Athrador s'assit à côté de moi et poussa un long soupir. Il contempla à son tour l'immensité du ciel, en silence. Il se tourna finalement vers moi.- Elle s'en sortira, me rassura-t-il, ses blessures ne sont pas aussi grave qu'elles en ont l'air.
- Merci pour ce que tu as fait pour elle, lui répondis-je avec un sourire amical.
Le silence retomba doucement. Seul le bruissement du vent sur les feuilles agitait ce moment tranquille. Cette scène me remémora quelques années auparavant, Athrador et moi-même assis sur une ruine du lac Evendim, près du Colosse. Nous venions alors d'achever la mission d'un ami marchand qui se rendait à Tinnudir. Il nous avait demandé de l'escorter à cause des pilleurs qui étaient de plus en plus nombreux aux alentours d'Annuminas. Ce même vent : calme et paisible, après une journée bien mouvementée. Je finis par briser cet apaisant silence.- Quand pourrions-nous partir vers Caras ?
Les paroles d'Orchysdal résonnaient encore dans ma tête et je ne voulais pas définitivement perdre mon ancienne famille.- Ils te manquent déjà ? plaisanta Athrador.
- Oui, un peu... Mais j'ai surtout une immense dette envers Rosalynd. Je voudrais pouvoir la lui rendre en l'aidant à sauver sa mère.
- ... Il faudrait qu'Irileith se soit bien remise et éventuellement prête à un combat si vous rencontrez quelques Orques sur votre route... Pas avant quatre jours je dirais.
- Quatre jours... Belariforg pourrait revenir ? m’enquérais-je.
- Peut-être qu'il reviendra chez lui, mais je doute qu'il se réattaque à sa sœur et …
- Sa quoi ??? m'étonnai-je en bondissant du rondin.
- Oui, Belariforg est le frère aîné d'Irileith.
Je n'en croyais pas mes oreilles. Cette étrange annonce me coupa la parole.- Mais... comment est-ce possible ? demandai-je en me rasseyant auprès d'Athrador.

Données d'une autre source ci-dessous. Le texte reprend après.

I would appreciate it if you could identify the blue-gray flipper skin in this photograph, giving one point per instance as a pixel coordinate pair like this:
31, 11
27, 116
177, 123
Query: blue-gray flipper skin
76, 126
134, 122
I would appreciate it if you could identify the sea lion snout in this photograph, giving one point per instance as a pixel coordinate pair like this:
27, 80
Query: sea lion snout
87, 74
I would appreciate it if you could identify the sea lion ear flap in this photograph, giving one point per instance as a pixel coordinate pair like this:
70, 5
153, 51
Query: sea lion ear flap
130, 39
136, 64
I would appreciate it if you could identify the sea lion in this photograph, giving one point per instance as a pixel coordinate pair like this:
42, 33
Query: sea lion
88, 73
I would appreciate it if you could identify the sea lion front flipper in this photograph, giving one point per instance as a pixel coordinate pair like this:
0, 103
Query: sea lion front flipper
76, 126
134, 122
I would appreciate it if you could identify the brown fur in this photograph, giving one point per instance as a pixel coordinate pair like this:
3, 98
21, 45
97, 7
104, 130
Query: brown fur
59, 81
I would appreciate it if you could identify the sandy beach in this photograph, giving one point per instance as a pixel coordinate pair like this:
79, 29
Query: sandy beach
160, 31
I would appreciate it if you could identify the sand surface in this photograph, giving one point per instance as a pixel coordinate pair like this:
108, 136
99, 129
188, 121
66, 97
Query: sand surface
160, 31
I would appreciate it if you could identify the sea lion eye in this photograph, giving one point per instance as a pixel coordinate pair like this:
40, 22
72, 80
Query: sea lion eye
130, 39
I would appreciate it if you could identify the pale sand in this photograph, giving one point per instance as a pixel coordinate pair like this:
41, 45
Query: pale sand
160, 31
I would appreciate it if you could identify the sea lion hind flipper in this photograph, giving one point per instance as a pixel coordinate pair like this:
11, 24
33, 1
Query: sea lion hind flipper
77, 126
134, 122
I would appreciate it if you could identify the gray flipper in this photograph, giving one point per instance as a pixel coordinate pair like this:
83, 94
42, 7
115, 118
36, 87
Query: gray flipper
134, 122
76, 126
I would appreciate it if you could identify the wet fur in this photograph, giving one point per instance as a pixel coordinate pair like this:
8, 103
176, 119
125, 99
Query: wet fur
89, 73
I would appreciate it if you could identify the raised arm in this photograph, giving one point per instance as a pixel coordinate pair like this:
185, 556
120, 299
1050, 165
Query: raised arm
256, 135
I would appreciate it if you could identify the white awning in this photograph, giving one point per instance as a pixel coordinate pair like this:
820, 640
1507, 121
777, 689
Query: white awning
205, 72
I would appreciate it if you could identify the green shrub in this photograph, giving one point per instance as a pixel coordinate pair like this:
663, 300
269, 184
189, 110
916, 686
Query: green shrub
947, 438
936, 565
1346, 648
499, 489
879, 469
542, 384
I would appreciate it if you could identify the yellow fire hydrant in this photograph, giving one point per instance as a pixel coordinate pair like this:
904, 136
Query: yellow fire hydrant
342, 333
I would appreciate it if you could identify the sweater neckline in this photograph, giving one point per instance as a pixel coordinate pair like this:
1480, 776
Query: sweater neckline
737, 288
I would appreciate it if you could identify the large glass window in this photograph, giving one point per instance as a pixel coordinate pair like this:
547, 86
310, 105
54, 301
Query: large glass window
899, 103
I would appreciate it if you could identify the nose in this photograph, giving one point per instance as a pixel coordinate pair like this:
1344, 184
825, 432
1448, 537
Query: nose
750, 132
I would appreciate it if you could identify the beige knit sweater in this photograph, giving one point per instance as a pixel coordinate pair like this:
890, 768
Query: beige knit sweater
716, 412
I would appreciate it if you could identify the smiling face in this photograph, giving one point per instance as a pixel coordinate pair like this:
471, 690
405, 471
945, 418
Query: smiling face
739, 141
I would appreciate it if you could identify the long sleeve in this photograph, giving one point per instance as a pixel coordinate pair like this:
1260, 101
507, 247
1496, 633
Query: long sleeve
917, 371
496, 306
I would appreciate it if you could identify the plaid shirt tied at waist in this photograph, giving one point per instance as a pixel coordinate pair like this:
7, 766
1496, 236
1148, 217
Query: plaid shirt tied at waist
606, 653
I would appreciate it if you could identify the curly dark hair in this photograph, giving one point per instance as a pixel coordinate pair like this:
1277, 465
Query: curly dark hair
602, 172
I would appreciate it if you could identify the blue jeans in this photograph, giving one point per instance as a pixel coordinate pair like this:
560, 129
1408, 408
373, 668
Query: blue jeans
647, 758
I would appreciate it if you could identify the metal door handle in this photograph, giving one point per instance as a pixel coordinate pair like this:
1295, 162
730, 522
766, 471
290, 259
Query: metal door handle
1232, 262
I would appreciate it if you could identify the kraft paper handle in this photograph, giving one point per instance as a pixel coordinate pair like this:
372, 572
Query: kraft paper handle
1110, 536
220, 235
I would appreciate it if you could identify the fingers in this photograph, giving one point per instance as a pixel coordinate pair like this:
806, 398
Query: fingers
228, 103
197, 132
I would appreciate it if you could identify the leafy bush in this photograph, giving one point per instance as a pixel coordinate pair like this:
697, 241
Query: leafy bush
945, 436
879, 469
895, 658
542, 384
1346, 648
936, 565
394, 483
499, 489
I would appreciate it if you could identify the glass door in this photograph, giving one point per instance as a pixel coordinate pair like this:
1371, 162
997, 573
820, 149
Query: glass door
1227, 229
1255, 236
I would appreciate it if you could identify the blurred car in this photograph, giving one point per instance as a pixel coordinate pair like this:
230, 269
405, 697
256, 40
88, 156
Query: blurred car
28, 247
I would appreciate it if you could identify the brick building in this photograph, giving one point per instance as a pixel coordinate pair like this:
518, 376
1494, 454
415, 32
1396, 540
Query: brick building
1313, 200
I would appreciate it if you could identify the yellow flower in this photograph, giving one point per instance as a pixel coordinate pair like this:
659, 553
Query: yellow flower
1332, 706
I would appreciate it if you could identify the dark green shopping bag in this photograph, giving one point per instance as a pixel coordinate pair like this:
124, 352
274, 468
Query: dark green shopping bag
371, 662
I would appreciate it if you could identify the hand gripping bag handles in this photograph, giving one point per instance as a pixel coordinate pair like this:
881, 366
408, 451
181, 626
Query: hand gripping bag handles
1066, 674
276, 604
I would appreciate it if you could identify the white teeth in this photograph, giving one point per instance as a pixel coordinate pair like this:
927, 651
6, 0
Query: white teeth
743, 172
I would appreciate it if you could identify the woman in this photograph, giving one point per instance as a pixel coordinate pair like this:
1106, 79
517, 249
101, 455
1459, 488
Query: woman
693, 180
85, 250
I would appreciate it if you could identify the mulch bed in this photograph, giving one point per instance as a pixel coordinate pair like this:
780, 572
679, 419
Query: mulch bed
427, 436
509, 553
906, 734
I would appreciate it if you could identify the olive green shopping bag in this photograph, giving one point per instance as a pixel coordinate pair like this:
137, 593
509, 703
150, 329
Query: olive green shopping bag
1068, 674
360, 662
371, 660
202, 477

- Bëorn a eu deux fils : Ehgorn et Grimbeorn. Ce dernier, Grimbeorn, l'actuel chef du Val, est de trois ans le cadet d'Ehgorn.
J'allais lui couper la parole pour en savoir plus sur cet Ehgorn mais je me retins.- Ehgorn est donc le fils aîné de Bëorn. Il y a une quarantaine d'années, il épousa Varlya, une jeune Béornide du nord du Val. Ils eurent trois enfants : Belariforg, Irileith et Ahneorn.
Cette histoire était décidément de plus en plus étrange. J'avais un peu de mal à suivre.- Une magnifique petite famille qui vivait tranquillement au Carrock. Mais en août 2998, il y a vingt ans, un grave accident arriva dans le Val. D'un petit feu dans un bosquet, un grand incendie ravagea la moitié sud du Val. De nombreux Béornides perdirent leurs maisons, et pour certains... leurs proches...
Athrador avait parlé avec une telle gravité que je me doutais bien qu'il avait beaucoup perdu durant cet incendie. Mais je ne savais pas quoi, il n'en avait jamais parlé auparavant.
- Ehgorn et Varlya sont morts c’est ça ? terminai-je sa phrase.
- Oui... en essayant de sauver Ahneorn de leur maison qui brûlait...
Je vis dans les yeux d'Athrador un mélange d'une tristesse extrême et une colère sans nom.- Mais... commençai-je en cherchant une question
- Oui ? me demanda-t-il en sortant de ses pensées.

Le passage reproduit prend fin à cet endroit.